Mit 500 Gästen hat die Partei nun über ihre künftigen Leitlinien geredet. Aus Sozial- und Jugendverbänden, Gewerkschaften und Industrie gab es Anregungen. Tanja Gönner, Hauptgeschäftsführerin des Bundesverbandes der Deutschen Industrie (BDI), wirbt für die soziale Marktwirtschaft und für Vertrauen in große und mittelständische Unternehmen: "Positiver Kapitalismus trägt zum Wohlstand bei."
Darauf reagiert die Präsidentin des Deutschen Caritasverbandes, Eva Maria Welskop-Deffaa: Sie will statt Wohlstand das "Wohlergehen" in den Mittelpunkt stellen, und zwar für alle - für Jung und Alt, für Männer und Frauen, für Reiche und Arme. Und für Menschen jeder Herkunft, ergänzt Ruben Giuliano, Vorsitzender der Initiative Jugendparlament: Die CDU müsse den Menschen zu spüren geben, dass sie alles erreichen können, egal, woher sie kommen. Er wünscht sich, dass es der Begriff "German Dream" ins Grundsatzprogramm schafft.
Abgrenzung von der AfD gefordert
Nicht nur gesellschaftliche Stimmen hat die CDU eingeladen, sondern auch einen Vertreter von Bündnis 90/Die Grünen, Ralf Fücks. Die CDU müsse die politische Alternative zur jetzigen Regierung sein und das im Grundsatzprogramm klar machen, sagt Fücks. Für eine konservative Partei in diesen Zeiten sieht er als Herausforderung, "Sicherheit im Wandel" zu gewährleisten. Die Mehrheit der Gesellschaft dürfe die vielen Veränderungen nicht als Bedrohung empfinden und sich abschotten, die CDU müsse die Menschen stattdessen mitnehmen.
Da kann CDU-Chef Friedrich Merz nur nickend zustimmen. Der Grünen-Politiker Fücks wirbt dafür, sich inhaltlich abzugrenzen, aber nicht die Brücken zu seiner Partei abzubrechen - als möglicher zukünftiger Koalitionspartner im Bund. Dagegen müsse die CDU bei der AfD klar bleiben und dürfe auch deren Sprache nicht übernehmen. Es gibt Applaus im Saal, aber Merz wehrt sich gegen diesen Vorwurf: "Dem Volk aufs Maul zu schauen, ist Demokratie. Dem Volk nach dem Mund zu reden, ist Populismus."

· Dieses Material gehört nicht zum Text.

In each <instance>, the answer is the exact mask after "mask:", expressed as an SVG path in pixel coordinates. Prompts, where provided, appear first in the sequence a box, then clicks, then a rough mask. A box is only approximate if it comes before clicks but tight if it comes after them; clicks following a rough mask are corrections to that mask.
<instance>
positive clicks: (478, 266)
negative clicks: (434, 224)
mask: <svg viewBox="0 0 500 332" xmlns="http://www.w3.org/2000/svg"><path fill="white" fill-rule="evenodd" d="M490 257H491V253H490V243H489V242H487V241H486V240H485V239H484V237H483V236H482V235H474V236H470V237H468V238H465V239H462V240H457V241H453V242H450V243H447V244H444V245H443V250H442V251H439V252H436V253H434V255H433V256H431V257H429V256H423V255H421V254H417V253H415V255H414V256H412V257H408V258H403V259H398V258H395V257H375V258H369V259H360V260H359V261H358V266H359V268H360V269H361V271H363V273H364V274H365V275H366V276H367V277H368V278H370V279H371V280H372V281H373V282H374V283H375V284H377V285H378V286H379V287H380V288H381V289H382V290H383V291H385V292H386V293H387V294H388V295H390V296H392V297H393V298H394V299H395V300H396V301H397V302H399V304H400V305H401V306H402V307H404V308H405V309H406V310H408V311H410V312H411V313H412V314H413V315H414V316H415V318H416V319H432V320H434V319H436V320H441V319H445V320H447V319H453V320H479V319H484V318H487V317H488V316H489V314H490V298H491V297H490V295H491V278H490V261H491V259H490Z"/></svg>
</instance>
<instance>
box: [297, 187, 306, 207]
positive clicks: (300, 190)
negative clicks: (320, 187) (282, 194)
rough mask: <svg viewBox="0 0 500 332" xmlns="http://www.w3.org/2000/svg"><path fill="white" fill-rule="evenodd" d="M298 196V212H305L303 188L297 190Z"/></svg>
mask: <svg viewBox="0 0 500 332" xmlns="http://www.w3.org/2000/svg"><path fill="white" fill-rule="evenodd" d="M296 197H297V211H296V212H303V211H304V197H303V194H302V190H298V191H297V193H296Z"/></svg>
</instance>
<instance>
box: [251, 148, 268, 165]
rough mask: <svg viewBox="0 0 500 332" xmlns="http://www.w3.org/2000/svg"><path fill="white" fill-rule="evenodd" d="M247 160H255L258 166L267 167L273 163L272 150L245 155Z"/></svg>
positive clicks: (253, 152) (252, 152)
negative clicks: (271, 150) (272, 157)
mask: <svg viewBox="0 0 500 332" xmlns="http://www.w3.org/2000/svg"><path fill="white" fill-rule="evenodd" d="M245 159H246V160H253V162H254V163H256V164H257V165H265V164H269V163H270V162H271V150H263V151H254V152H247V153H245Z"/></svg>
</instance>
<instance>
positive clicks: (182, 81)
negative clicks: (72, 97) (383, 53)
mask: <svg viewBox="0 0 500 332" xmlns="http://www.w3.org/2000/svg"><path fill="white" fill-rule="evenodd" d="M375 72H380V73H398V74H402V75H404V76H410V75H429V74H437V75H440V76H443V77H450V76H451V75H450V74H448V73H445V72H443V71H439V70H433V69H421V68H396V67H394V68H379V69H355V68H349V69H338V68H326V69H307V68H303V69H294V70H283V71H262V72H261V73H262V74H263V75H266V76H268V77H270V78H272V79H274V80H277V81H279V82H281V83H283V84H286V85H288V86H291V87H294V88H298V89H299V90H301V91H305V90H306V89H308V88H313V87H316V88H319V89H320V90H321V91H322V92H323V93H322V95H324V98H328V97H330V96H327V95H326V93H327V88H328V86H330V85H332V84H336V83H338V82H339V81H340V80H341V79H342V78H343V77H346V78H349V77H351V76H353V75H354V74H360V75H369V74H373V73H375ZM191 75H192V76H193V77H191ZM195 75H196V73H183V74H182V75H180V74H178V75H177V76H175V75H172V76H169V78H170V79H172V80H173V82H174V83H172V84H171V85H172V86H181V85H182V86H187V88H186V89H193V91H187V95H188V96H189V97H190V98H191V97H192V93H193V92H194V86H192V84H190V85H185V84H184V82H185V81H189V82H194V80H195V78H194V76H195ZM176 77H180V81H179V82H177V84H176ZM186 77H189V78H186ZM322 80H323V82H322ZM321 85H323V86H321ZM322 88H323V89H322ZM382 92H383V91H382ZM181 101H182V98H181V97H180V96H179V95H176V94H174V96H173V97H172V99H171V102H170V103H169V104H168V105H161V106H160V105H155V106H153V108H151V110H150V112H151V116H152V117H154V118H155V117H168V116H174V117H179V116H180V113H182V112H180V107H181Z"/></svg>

Hinter den Kulissen beschäftigt die Partei das AfD-Umfragehoch. Wie kann die CDU mehr davon profitieren, dass es eine so große Unzufriedenheit mit der Regierungskoalition gibt? Welcher Ton der CDU dabei nützt, darüber wird die Debatte genauso weitergehen wie über die inhaltlichen Kernpunkte.
Programm soll 2024 fertig sein
Zehn Fachkommissionen sammeln derzeit die Ideen der CDU für Wirtschaft, Klimaschutz, Migration oder Soziales. Über die Vorschläge sollen Kreis- und Stadtverbände in den kommenden Monaten beraten. Auch eine Mitgliederbefragung gab es, 66.000 der rund 380.000 CDU-Mitglieder haben sich daran beteiligt. Die allermeisten nannten "Freiheit" als wichtigstes Ziel. Das zeigt schon, es geht um eher allgemeine Leitlinien, die Basis für die CDU-Politik der nächsten zehn Jahre sein sollen. Nicht so ausformuliert wie ein Wahlprogramm, aber mit einigen konkreten Vorschlägen.
Linnemann nennt drei Beispiele, die zumindest er auch im Schlaf aufzählen könnte: ein verpflichtendes Dienstjahr für die Gesellschaft, eine grundsätzliche Jobpflicht für arbeitsfähige Bürgergeld-Empfänger und die Möglichkeit, auch nach dem Renteneintritt steuerfrei weiterarbeiten zu können.
Das fertige Grundsatzprogramm will die CDU auf dem Parteitag in einem Jahr beschließen. Für Linnemann ist das Wichtigste, damit Aufbruchstimmung zu verbreiten: Die CDU müsse mit Mut und Optimismus wieder Lust auf Zukunft machen.